Аня уронила голову на колени, волосы закрыли лицо. Дима сел радом с ней на кровать и обнял за плечи, привалив к себе. Она свернулась калачиком у него под боком. Мужчина ухватил ее руку, которой она пыталась закрыть рот, чтоб приглушить всхлипы.

— Кричи, — повторил Дима. Он лег рядом и обнял жену, крепко прижав к себе. — Кричи. Так громко, как можешь. Давай. Тебе же больно. Люди от боли кричат!

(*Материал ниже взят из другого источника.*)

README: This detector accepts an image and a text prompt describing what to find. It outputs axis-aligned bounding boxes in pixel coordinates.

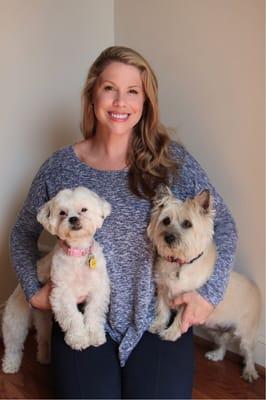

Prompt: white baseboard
[194,327,265,368]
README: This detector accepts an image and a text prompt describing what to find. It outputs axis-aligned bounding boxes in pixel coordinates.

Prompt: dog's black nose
[164,233,175,244]
[69,217,79,225]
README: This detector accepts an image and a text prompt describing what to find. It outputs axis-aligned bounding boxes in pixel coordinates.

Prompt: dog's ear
[102,200,112,219]
[152,183,173,203]
[37,200,55,235]
[194,189,212,214]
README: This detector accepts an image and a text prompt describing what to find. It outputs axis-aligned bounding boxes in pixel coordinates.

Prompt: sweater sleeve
[10,159,48,300]
[179,147,237,306]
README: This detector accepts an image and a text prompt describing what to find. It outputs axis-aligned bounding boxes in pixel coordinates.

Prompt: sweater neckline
[68,144,129,175]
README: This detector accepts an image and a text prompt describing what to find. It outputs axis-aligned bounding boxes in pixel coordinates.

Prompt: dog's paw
[89,330,106,347]
[205,349,225,361]
[65,331,90,350]
[160,326,181,342]
[242,366,259,383]
[2,354,22,374]
[148,321,166,333]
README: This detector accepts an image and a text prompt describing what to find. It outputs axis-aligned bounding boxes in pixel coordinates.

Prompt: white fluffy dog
[148,186,260,381]
[2,187,111,373]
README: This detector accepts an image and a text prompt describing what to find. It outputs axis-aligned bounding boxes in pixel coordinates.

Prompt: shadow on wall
[0,110,82,305]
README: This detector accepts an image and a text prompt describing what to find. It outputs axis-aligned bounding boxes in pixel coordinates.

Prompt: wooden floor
[0,334,265,399]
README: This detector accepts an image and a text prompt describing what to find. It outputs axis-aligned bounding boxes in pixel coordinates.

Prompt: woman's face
[93,62,145,135]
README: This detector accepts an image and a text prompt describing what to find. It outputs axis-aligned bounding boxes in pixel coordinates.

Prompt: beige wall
[115,0,265,364]
[0,0,114,304]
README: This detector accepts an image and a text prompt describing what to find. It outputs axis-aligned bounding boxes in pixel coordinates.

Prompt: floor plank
[0,334,265,399]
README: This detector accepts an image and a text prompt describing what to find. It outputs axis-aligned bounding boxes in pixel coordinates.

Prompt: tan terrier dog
[148,185,260,382]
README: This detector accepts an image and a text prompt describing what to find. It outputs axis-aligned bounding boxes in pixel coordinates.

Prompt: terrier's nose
[164,233,175,244]
[68,217,79,225]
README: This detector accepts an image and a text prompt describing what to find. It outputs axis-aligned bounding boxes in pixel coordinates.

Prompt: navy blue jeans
[52,323,194,399]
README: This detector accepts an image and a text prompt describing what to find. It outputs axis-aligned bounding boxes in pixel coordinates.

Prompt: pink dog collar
[58,239,93,257]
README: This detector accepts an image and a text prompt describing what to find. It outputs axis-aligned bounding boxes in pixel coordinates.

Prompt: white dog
[2,187,111,373]
[148,186,260,381]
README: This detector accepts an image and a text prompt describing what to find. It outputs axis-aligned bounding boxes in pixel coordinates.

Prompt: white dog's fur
[148,186,260,382]
[2,187,111,373]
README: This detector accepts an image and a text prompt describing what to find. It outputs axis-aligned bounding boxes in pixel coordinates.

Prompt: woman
[11,46,236,398]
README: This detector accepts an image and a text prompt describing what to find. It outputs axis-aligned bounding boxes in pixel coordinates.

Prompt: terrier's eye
[181,219,192,229]
[163,217,171,225]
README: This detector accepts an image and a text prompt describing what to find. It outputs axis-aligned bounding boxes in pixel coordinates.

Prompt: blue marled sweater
[11,142,237,365]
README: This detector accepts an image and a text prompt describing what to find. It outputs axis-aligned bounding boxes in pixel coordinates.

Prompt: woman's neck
[75,133,130,170]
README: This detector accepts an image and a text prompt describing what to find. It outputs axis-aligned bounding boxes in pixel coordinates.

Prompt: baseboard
[194,327,265,372]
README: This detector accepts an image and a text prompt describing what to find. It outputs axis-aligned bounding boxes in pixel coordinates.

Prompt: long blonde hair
[81,46,178,198]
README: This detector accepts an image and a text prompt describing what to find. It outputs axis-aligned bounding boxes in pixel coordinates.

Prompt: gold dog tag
[87,255,97,269]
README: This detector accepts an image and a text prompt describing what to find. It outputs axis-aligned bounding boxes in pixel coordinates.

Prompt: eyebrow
[100,80,142,89]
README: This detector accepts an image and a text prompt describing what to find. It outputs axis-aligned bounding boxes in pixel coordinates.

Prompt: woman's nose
[114,90,126,107]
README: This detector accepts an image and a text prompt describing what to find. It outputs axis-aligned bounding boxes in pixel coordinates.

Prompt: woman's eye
[104,85,113,92]
[181,219,192,229]
[163,217,171,225]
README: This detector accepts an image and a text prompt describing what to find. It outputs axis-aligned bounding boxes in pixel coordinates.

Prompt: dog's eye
[163,217,171,225]
[181,219,192,229]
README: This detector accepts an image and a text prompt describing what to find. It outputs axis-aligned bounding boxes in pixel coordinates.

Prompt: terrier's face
[147,185,214,262]
[37,186,111,240]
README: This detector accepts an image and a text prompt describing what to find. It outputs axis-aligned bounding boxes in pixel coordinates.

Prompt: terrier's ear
[153,183,173,202]
[37,200,55,235]
[194,189,212,214]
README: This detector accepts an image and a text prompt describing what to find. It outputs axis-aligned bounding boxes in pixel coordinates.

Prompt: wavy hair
[81,46,179,199]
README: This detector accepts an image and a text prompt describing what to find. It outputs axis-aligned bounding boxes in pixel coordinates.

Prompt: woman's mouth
[108,112,130,122]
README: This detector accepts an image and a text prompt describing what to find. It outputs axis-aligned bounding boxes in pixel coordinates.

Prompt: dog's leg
[149,295,171,333]
[160,306,184,342]
[240,338,259,382]
[2,286,31,374]
[33,310,52,364]
[205,332,231,361]
[50,287,89,350]
[84,291,109,346]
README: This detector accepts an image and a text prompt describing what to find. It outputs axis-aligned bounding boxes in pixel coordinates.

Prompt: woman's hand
[30,281,87,311]
[170,291,214,333]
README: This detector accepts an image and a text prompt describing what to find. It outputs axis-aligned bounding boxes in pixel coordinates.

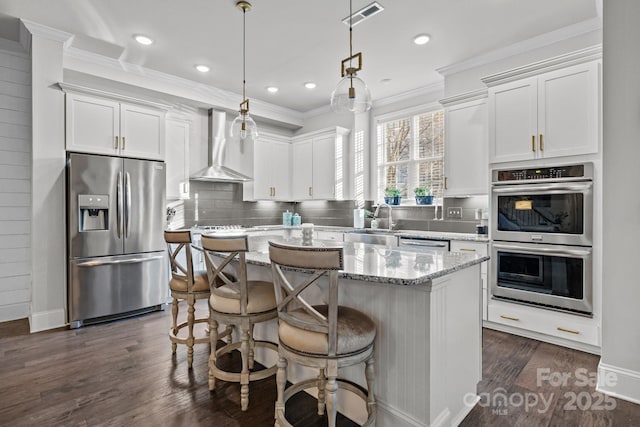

Аня тяжело глубоко дышала. У нее это выходило с подвыванием. Подвывание снова медленно перешло в вой. И нечеловеческий вопль не заставил себя ждать.

Просто она больше не могла. Она не кричала в больнице, когда ей сказали, что произошел выкидыш, что ребенка, ее девочку, не удалось спасти. Что нечего было спасать. Что надо выскоблить из нее остатки.

Аня не проронила ни слова. Она даже не могла плакать. Она видела других женщин с большими животами-дирижаблями, которые медленно, как пингвины передвигались по коридорам, взволнованные предстоящими родами. Слышала детский плач.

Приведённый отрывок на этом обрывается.